19th Stuttgart Filmwinter – Festival for Expanded Media
Film Video New Media Installation Performance Workshop Theory
Festival: 19.-22. January 2006 • Warm Up: 12.-17. January 2006
Exhibition: 18. January – 19. February 2006
Filmhaus (FH), Wuerttembergischer Kunstverein (WKV), Oberwelt (OW) and other locations
Mondo Cannibale
With the slightly martial sounding motto „Mondo Cannibale“ the Stuttgart Filmwinter enters the 19th round. However the Filmwinter has not transformed into a horror or zombie festival but understands the motto as a question asking what has happened to the middle between religious fundamentalism and snuff-capitalism? The very middle made out as the new social power in Western countries by the media during the New Economy boom in the 90ies. It is increasingly suggested that the presence is solely marked by conflict and fights – be it the individual fight to survive in a time of 1-Euro-jobs, globalisation and unemployment or as a stylised “clash of cultures”. The Filmwinter can certainly not give an answer to the problems of the world with its programmes and contents but in a special way takes the antagonism between the returning Social Darwinism and fundamentalism as its theme. And yet Wand 5, organizers of the Filmwinter Stuttgart, wouldn’t let anything stop them from taking a little digression into the cinematic genre of “Mondo Cannibale”. Florian Cramer, literary academic, net activist, and Exploitation film collector from Berlin will present Italian Cannibal Films of the 70s and 80s in a lecture. Katja Bienert, icon of the Mono Cannibale genre and female lead in Jess Franco’s “Mondo Cannibale 4” of 1983 will be present as Special Guest at the Filmwinter. Her career as an actress started in 1979 with the Christiane F. sexploitation “Die Schulmädchen vom Treffpunkt Zoo” (“The school girls of the meeting point Zoo”) and went from “Schloß Pompom Rouge” (“Castle Pompom Rouge”) to the TV daily soap “Gute Zeiten, schlechte Zeiten” (“Good times, bad times”). In 2002 she returned to a shoot with Jess Franco for the film “Killer Barbys vs. Dracula”.

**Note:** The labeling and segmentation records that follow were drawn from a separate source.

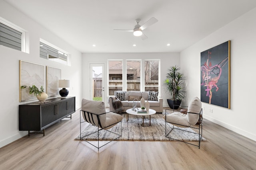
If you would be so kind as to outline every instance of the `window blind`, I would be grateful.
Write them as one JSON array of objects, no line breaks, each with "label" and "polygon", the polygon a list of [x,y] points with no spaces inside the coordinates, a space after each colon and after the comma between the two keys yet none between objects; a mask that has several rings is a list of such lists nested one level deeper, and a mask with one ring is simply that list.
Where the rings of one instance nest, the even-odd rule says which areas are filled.
[{"label": "window blind", "polygon": [[0,23],[0,45],[21,51],[22,33]]}]

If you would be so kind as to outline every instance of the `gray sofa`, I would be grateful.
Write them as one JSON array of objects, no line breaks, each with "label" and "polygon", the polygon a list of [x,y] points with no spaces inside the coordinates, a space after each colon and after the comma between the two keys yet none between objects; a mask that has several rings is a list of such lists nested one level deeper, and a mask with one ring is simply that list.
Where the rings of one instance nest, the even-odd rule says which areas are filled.
[{"label": "gray sofa", "polygon": [[[152,92],[150,93],[151,96]],[[132,104],[134,98],[137,98],[138,103],[137,105],[138,107],[140,107],[140,99],[143,98],[145,102],[148,101],[150,104],[150,108],[155,110],[156,112],[162,113],[163,112],[163,99],[157,96],[158,93],[156,93],[156,98],[150,98],[148,96],[150,94],[149,92],[138,92],[138,91],[115,91],[114,97],[110,97],[109,98],[109,109],[111,111],[114,110],[113,106],[113,99],[116,99],[115,98],[118,98],[121,100],[124,107],[123,112],[126,112],[126,110],[128,109],[132,108]],[[154,94],[156,95],[156,93]],[[148,99],[150,99],[148,100]],[[154,100],[155,100],[156,101]]]}]

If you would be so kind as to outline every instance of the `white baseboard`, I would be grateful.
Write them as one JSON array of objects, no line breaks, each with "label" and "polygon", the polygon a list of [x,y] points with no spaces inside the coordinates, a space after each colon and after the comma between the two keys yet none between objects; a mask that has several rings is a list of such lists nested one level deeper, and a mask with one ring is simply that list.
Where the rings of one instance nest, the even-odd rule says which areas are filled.
[{"label": "white baseboard", "polygon": [[28,135],[28,131],[22,131],[10,137],[0,141],[0,148]]},{"label": "white baseboard", "polygon": [[218,120],[217,120],[211,117],[208,116],[206,115],[204,115],[204,119],[207,119],[217,124],[220,126],[225,127],[228,129],[234,132],[238,133],[239,135],[244,136],[250,139],[253,141],[256,141],[256,135],[252,134],[250,132],[245,131],[244,130],[241,129],[239,128],[238,128],[232,125],[229,125],[223,122],[222,121],[220,121]]}]

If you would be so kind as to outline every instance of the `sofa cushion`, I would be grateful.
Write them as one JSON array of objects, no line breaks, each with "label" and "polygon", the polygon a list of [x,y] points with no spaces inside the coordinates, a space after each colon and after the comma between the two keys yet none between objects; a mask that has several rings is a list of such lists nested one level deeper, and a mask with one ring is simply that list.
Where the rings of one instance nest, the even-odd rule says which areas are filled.
[{"label": "sofa cushion", "polygon": [[158,95],[158,92],[148,92],[148,100],[152,100],[154,101],[157,101],[157,96]]},{"label": "sofa cushion", "polygon": [[124,92],[124,100],[128,100],[128,92],[126,91],[115,91],[114,92],[114,95],[116,97],[116,93],[118,92]]},{"label": "sofa cushion", "polygon": [[141,92],[141,95],[142,98],[144,98],[145,100],[148,100],[148,92]]},{"label": "sofa cushion", "polygon": [[129,91],[128,92],[128,96],[141,96],[141,92],[138,91]]},{"label": "sofa cushion", "polygon": [[134,99],[138,99],[138,101],[140,101],[140,99],[141,99],[142,97],[142,96],[129,96],[128,100],[129,101],[133,101]]},{"label": "sofa cushion", "polygon": [[159,107],[160,106],[160,103],[158,101],[152,101],[148,100],[149,103],[150,108],[150,107]]},{"label": "sofa cushion", "polygon": [[125,100],[124,101],[122,101],[122,103],[123,104],[123,106],[128,106],[128,100]]},{"label": "sofa cushion", "polygon": [[125,100],[125,92],[116,92],[116,98],[121,101]]},{"label": "sofa cushion", "polygon": [[199,113],[202,109],[202,103],[200,99],[197,97],[193,99],[192,101],[188,105],[188,121],[191,125],[194,125],[196,123],[199,119],[199,115],[197,114],[191,113]]}]

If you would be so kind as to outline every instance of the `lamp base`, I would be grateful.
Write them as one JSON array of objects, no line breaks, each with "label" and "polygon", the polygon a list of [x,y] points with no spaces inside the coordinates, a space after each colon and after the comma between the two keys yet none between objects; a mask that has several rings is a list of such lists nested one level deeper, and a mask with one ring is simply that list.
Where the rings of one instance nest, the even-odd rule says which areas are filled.
[{"label": "lamp base", "polygon": [[60,91],[59,93],[61,97],[66,97],[68,94],[69,92],[68,89],[66,88],[62,88]]}]

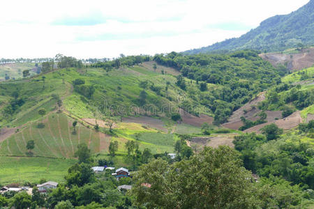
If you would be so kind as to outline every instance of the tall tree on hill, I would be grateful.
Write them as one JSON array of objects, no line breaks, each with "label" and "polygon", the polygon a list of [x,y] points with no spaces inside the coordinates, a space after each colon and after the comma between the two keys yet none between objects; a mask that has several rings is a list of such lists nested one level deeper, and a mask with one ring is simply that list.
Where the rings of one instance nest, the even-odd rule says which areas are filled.
[{"label": "tall tree on hill", "polygon": [[116,152],[118,150],[118,141],[110,141],[109,145],[109,153],[111,156],[114,156]]},{"label": "tall tree on hill", "polygon": [[59,111],[61,112],[61,107],[62,106],[62,100],[59,99],[58,101],[57,101],[57,104],[58,104],[58,107],[59,107]]},{"label": "tall tree on hill", "polygon": [[266,136],[267,140],[278,139],[279,135],[283,134],[283,129],[279,128],[275,123],[271,123],[264,126],[261,129],[262,134]]},{"label": "tall tree on hill", "polygon": [[144,90],[142,91],[140,93],[140,104],[144,105],[146,103],[146,98],[147,98],[147,93]]},{"label": "tall tree on hill", "polygon": [[205,147],[172,164],[154,160],[133,179],[135,203],[147,208],[256,208],[258,203],[251,173],[237,151],[226,146]]},{"label": "tall tree on hill", "polygon": [[128,140],[124,146],[128,150],[128,155],[130,156],[130,154],[134,152],[134,149],[135,148],[135,144],[134,143],[134,141]]},{"label": "tall tree on hill", "polygon": [[77,125],[77,121],[74,121],[73,123],[72,123],[72,126],[73,127],[73,133],[76,134],[76,125]]},{"label": "tall tree on hill", "polygon": [[23,70],[23,77],[29,77],[29,75],[30,75],[30,74],[29,74],[29,70]]},{"label": "tall tree on hill", "polygon": [[27,149],[29,153],[31,153],[31,150],[35,148],[35,141],[33,140],[29,140],[27,144]]}]

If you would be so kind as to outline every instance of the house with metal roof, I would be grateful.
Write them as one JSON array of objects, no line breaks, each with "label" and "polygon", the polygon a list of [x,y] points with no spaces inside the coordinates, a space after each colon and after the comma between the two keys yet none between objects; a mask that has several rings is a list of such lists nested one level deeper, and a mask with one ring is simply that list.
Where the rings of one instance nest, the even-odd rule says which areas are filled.
[{"label": "house with metal roof", "polygon": [[58,183],[54,181],[47,181],[41,185],[37,185],[37,188],[40,192],[47,192],[49,189],[57,188]]},{"label": "house with metal roof", "polygon": [[105,169],[105,167],[92,167],[91,169],[93,169],[93,171],[96,173],[98,172],[103,172],[103,170]]},{"label": "house with metal roof", "polygon": [[112,173],[112,176],[116,176],[117,180],[119,180],[121,178],[126,178],[130,176],[128,170],[125,168],[119,168],[116,170],[116,173]]}]

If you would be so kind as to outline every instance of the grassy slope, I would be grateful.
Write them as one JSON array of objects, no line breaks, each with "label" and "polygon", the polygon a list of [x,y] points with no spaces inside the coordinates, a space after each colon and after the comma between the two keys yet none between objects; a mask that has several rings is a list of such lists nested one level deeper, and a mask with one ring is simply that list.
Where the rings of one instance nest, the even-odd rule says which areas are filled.
[{"label": "grassy slope", "polygon": [[[310,77],[313,77],[314,75],[314,68],[309,68],[307,69],[304,69],[299,72],[295,72],[290,75],[284,77],[281,81],[284,83],[294,83],[300,81],[301,73],[306,73]],[[311,79],[313,80],[313,79]],[[310,79],[309,79],[310,80]]]},{"label": "grassy slope", "polygon": [[64,181],[73,159],[47,157],[0,157],[0,184],[12,183],[39,183],[41,178],[59,183]]},{"label": "grassy slope", "polygon": [[[85,142],[92,150],[93,153],[100,153],[100,156],[106,156],[109,142],[105,143],[105,148],[100,150],[101,144],[100,134],[91,128],[78,124],[77,134],[71,134],[71,126],[73,119],[63,114],[53,113],[56,109],[57,101],[52,97],[52,94],[57,94],[63,100],[63,109],[66,114],[75,118],[108,117],[108,112],[105,112],[103,116],[98,113],[98,107],[103,104],[104,101],[110,104],[119,104],[128,107],[137,104],[137,98],[140,92],[142,91],[138,85],[140,82],[148,80],[155,86],[162,87],[163,97],[158,95],[150,89],[146,89],[148,93],[147,102],[155,104],[158,107],[169,105],[177,107],[177,104],[181,98],[184,98],[193,101],[187,93],[181,91],[174,84],[175,77],[171,75],[161,75],[155,72],[150,66],[135,66],[128,68],[120,68],[109,72],[99,68],[89,68],[85,70],[75,69],[61,69],[57,71],[45,74],[45,84],[42,80],[42,75],[30,79],[29,80],[20,80],[15,82],[6,82],[0,83],[0,111],[3,107],[8,105],[8,101],[13,99],[12,94],[15,91],[19,91],[20,98],[24,98],[25,104],[15,113],[12,118],[4,118],[0,121],[0,125],[20,127],[19,132],[13,134],[5,141],[0,142],[0,163],[5,168],[0,174],[2,182],[10,180],[37,180],[41,176],[45,176],[47,180],[61,180],[60,176],[66,172],[66,167],[75,162],[66,161],[64,158],[71,158],[76,150],[79,143]],[[96,91],[91,100],[88,100],[73,89],[72,82],[80,78],[85,81],[85,84],[94,85]],[[165,91],[166,82],[170,82],[167,92]],[[120,88],[117,88],[120,86]],[[191,88],[196,88],[196,84],[190,84]],[[165,97],[171,97],[170,101]],[[1,103],[2,102],[2,103]],[[47,114],[43,118],[38,114],[39,108],[44,107]],[[52,113],[50,113],[52,112]],[[169,120],[164,118],[164,120]],[[38,123],[42,122],[45,127],[39,129],[36,127]],[[168,123],[171,125],[172,123]],[[200,130],[197,127],[186,132],[186,126],[184,124],[178,125],[178,133],[199,133]],[[170,127],[172,130],[172,128]],[[135,123],[118,124],[115,128],[117,136],[111,137],[111,140],[119,141],[118,156],[114,158],[116,166],[128,165],[125,156],[126,150],[124,144],[127,140],[136,140],[135,133],[141,133],[140,140],[140,149],[144,150],[149,148],[153,153],[173,152],[173,145],[177,137],[172,134],[158,132],[158,130],[144,128],[141,125]],[[176,130],[176,129],[174,129]],[[33,139],[36,148],[33,150],[35,156],[40,157],[27,157],[25,153],[27,141]],[[109,140],[107,138],[106,140]],[[5,156],[4,156],[5,155]],[[8,157],[11,156],[11,157]],[[16,158],[13,156],[21,156]],[[56,157],[43,158],[42,157]],[[10,169],[12,164],[10,160],[15,162],[17,159],[23,159],[24,163],[17,163]],[[42,163],[42,159],[47,159],[51,162],[51,166],[47,169],[45,164]],[[56,161],[54,161],[56,160]],[[57,168],[55,162],[60,160],[60,166]],[[66,161],[66,163],[64,162]],[[33,173],[29,173],[31,169],[28,169],[25,164],[35,164]],[[62,175],[49,171],[50,167],[56,167],[56,172],[60,171]],[[38,169],[36,169],[38,168]],[[45,168],[47,172],[43,171]],[[13,171],[15,171],[14,172]],[[25,178],[19,178],[25,173]],[[37,176],[33,178],[31,176]],[[29,175],[29,178],[28,178]],[[32,176],[33,175],[33,176]],[[54,176],[56,176],[54,177]],[[57,176],[59,177],[57,177]],[[19,180],[20,179],[20,180]],[[1,180],[0,180],[1,183]]]},{"label": "grassy slope", "polygon": [[[23,77],[23,70],[31,70],[35,67],[35,63],[7,63],[0,64],[0,81],[4,80],[6,74],[10,77],[10,78],[19,79]],[[30,72],[31,75],[35,72]]]}]

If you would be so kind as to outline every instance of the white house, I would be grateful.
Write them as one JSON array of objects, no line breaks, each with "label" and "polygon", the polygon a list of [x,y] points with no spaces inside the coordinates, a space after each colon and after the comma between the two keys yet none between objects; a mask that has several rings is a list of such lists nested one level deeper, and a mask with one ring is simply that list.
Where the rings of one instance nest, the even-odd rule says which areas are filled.
[{"label": "white house", "polygon": [[98,172],[103,172],[103,170],[105,169],[105,167],[92,167],[91,168],[93,169],[93,171],[96,173]]},{"label": "white house", "polygon": [[121,191],[121,190],[123,190],[123,189],[130,190],[130,189],[132,189],[132,186],[131,185],[121,185],[121,186],[118,187],[118,190],[119,191]]},{"label": "white house", "polygon": [[47,190],[55,189],[58,186],[58,183],[54,181],[47,181],[41,185],[37,185],[37,188],[40,192],[46,192]]},{"label": "white house", "polygon": [[117,179],[119,180],[121,178],[128,177],[130,176],[130,173],[127,169],[119,168],[116,170],[116,173],[114,173],[112,175],[116,176]]},{"label": "white house", "polygon": [[177,154],[169,153],[168,155],[170,157],[171,159],[174,159],[174,158],[176,158]]},{"label": "white house", "polygon": [[107,168],[105,168],[105,169],[106,170],[110,170],[110,171],[112,171],[112,170],[114,170],[114,167],[107,167]]}]

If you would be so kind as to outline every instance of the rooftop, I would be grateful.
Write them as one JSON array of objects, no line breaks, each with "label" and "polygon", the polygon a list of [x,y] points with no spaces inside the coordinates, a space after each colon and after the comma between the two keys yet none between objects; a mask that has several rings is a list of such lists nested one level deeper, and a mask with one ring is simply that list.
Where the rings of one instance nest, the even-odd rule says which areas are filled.
[{"label": "rooftop", "polygon": [[125,169],[125,168],[119,168],[119,169],[117,169],[116,170],[116,173],[118,173],[119,171],[126,171],[126,173],[128,173],[128,170],[127,169]]},{"label": "rooftop", "polygon": [[46,185],[52,185],[54,187],[57,187],[58,185],[58,183],[57,182],[54,181],[47,181],[46,183],[44,183],[43,184],[41,185],[37,185],[37,187],[44,187]]},{"label": "rooftop", "polygon": [[94,172],[102,172],[105,169],[103,167],[95,167],[91,168]]}]

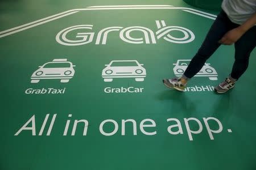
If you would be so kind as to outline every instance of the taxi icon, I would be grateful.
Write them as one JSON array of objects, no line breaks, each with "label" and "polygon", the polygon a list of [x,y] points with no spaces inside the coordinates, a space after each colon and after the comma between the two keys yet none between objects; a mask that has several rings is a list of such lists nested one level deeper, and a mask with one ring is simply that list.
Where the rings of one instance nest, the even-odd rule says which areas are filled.
[{"label": "taxi icon", "polygon": [[113,60],[102,70],[104,82],[112,82],[116,78],[133,78],[137,82],[144,81],[146,69],[137,60]]},{"label": "taxi icon", "polygon": [[67,59],[55,59],[39,66],[32,74],[31,82],[36,83],[40,79],[60,79],[61,83],[67,83],[74,76],[75,66]]},{"label": "taxi icon", "polygon": [[[181,76],[191,61],[191,60],[178,60],[176,63],[174,63],[174,65],[175,65],[174,67],[174,72],[176,76]],[[195,76],[207,76],[211,80],[218,79],[216,70],[210,66],[210,63],[207,63]]]}]

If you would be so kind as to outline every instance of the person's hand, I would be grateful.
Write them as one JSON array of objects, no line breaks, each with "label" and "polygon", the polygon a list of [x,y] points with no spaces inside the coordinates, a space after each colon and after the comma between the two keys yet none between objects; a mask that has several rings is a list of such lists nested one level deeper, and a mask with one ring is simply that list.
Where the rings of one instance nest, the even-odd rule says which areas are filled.
[{"label": "person's hand", "polygon": [[239,27],[233,29],[227,33],[218,41],[218,43],[224,45],[232,45],[243,35],[244,32]]}]

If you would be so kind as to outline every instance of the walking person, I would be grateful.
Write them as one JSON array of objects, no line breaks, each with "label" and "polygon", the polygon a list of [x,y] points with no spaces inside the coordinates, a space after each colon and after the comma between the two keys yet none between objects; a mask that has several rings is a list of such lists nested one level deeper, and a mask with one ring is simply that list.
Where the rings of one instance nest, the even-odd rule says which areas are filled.
[{"label": "walking person", "polygon": [[[183,91],[188,81],[203,67],[221,45],[234,44],[235,61],[231,73],[214,87],[219,94],[233,88],[246,70],[251,52],[256,46],[256,0],[224,0],[222,10],[212,26],[197,53],[180,78],[165,79],[164,85]],[[222,56],[225,60],[226,56]]]}]

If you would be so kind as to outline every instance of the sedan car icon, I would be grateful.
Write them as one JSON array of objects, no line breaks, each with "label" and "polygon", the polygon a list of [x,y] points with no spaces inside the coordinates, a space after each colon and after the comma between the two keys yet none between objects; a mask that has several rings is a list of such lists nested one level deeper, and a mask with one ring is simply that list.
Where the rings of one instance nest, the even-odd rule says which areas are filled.
[{"label": "sedan car icon", "polygon": [[60,82],[67,83],[74,76],[75,66],[67,59],[55,59],[34,72],[31,83],[38,83],[40,79],[60,79]]},{"label": "sedan car icon", "polygon": [[[182,76],[191,61],[191,60],[178,60],[176,63],[174,63],[174,65],[175,65],[174,67],[174,72],[176,76]],[[211,80],[218,79],[216,70],[210,66],[209,63],[207,63],[195,76],[207,76]]]},{"label": "sedan car icon", "polygon": [[137,82],[144,81],[146,69],[137,60],[113,60],[102,70],[104,82],[112,82],[115,78],[133,78]]}]

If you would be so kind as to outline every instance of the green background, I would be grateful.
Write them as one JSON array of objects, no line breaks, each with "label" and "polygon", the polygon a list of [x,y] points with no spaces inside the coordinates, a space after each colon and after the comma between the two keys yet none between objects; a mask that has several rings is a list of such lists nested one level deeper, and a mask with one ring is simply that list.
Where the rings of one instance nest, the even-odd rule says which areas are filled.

In spite of its knack for (cultural) offsides the Filmwinter continuously guarantees international film and media art: more than 1500 contributions in the areas of film and video, micro cinema, new media, installation, performance, theory, and workshop were sent in from all continents. Around 80 films and videos, 10 installations, and 20 pieces of work from the new media section (online and offline works) were chosen from all these submissions. Two international juries for film and video as well as new media and installation will give out awards totalling 12,500 Euro. An extensive supporting and music programme plus a warm up programme (11.-17. January) will add to the competition sections. The main festival locations will be the Filmhaus – for film and video shows – and the centrally situated Württembergischer Kunstverein for the exhibitions of media installations and as a media lounge where visitors can have a look at the online and offline works in a relaxed atmosphere. Further highlights will be the theme programmes “Video Art as People’s Art” and “Public Domain” as well as the works of the two British filmmakers Malcolm LeGrice, an important representative of Expanded Cinema and structural film as well as documenta participant in 1977, and Ian Helliwell, an experimental filmmaker and musician from Brighton.